Available comparison functions are:

  • eq(other) or isEqualTo(other)
  • lt(other) or isLessThan(other)
  • lte(other) or isLessThanEqual(other)
  • gt(other) or isGreaterThan(other)
  • gte(other) or isGreaterThanEqual(other)
  • compareTo(other)

The argument(s) for all comparison functions are the same as that for qty() itself.

All comparison functions except compareTo() return a boolean true/false.
compareTo() returns -1, 0, or 1, depending on whether the base or compared quantity is higher.


qty('1h10m').eq(70, 'min'); // true
qty('1h10m').eq(qty(70, 'min')); // true

qty(20, 'degC').lt(50, 'degF'); // false
qty(20, 'degC').isLessThan(50, 'degF'); // false

qty(20, 'degC').lte(20, 'degC'); // true
qty(20, 'degC').lte(21, 'degC'); // true

qty(20, 'degC').gt(50, 'degF'); // true
qty(20, 'degC').isGreaterThan(50, 'degF'); // true

qty(20, 'degC').gte(20, 'degC'); // true
qty(20, 'degC').gte(19, 'degC'); // true

qty(10, 'degC').compareTo(15, 'degC'); // -1
qty(15, 'degC').compareTo(15, 'degC'); // 0
qty(20, 'degC').compareTo(15, 'degC'); // 1

To convert a quantity to another compatible quantity, you can use the to(unit) function. When converting a quantity, the original is unchanged.


qty(20, 'degC').to('degF');
const original = qty(20, 'degC');
const converted = original.to('degF');

print(original.value, original.unit); // [ 20, 'degC' ]
print(converted.value, converted.unit); // [ 67.9999, 'degF' ]

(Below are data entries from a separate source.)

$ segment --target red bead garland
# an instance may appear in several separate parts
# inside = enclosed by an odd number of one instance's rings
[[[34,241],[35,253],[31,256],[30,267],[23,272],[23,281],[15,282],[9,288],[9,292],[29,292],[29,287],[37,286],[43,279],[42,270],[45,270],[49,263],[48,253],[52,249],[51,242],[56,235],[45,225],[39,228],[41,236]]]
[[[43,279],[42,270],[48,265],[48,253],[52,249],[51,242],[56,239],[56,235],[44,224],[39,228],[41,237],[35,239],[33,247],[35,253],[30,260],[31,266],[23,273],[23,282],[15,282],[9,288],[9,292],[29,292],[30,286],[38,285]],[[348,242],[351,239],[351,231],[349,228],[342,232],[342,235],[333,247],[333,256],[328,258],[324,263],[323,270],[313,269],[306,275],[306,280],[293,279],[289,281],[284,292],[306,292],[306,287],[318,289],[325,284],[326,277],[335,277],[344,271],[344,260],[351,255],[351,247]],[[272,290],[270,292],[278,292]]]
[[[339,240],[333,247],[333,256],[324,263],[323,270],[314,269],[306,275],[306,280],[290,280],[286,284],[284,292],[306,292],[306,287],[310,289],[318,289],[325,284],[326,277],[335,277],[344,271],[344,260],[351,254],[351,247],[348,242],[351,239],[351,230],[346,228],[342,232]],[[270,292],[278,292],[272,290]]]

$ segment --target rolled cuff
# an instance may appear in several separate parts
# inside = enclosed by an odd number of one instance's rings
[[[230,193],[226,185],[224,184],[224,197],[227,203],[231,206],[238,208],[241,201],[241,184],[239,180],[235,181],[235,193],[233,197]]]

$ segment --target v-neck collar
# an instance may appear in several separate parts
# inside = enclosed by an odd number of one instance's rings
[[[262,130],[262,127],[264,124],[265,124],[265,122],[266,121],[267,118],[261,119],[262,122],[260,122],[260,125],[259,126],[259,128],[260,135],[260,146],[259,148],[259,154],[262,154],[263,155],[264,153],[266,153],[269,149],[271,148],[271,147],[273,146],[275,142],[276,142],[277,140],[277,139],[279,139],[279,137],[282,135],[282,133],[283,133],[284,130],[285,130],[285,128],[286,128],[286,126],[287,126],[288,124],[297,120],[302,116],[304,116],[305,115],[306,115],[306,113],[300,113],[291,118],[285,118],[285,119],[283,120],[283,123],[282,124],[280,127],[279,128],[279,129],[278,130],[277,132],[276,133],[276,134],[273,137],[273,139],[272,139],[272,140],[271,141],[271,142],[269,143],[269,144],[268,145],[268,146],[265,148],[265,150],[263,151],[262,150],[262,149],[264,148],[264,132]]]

You can also add or subtract one quantity from another. As with conversion, all mathematical operations return a new quantity, and leave the original unchanged. The new quantity has the original's unit.

When modifying absolute temperatures (degC, degF), the argument must be a relative value (delta_degC, delta_degF).

Available operations:

  • plus(other)
  • minus(other)


const original = qty(20, 'degC');
const other = qty(20, 'delta_degF');

const result = original.plus(other);
print(original.value, original.unit); // [ 20, 'degC' ]
print(result.value, result.unit); // [ 31.11111, 'degC' ]

# saveBlock(block)

To change a block on a Spark, you need to explicitly save it.

It will write all values in the block data you send, except for readonly fields. Those are ignored.

This is an async function, and must be called using await.


const block = getBlock('spark-one', 'Ferment Fridge setpoint');
block.data.storedSetting = qty(20, 'degC');
await saveBlock(block);

# publishEvent(topic, payload)

You can publish arbitrary MQTT events with the publishEvent() function.

You can send objects or lists as payload. They will be automatically converted to a JSON string.

This is an async function, and must be called using await.


await publishEvent('brewcast/history/my-process', {
  key: 'my-process',
  data: {
    'value': 1234,

Everything after brewcast/history in the topic is optional, but recommended. It makes it easier to identify and listen to your events while debugging.

# axios

Axios (opens new window) is a popular JavaScript library for making HTTP requests. It comes pre-installed in the automation sandbox.

HTTP requests are always made from the automation service, both when the process is running, and when you are previewing your script.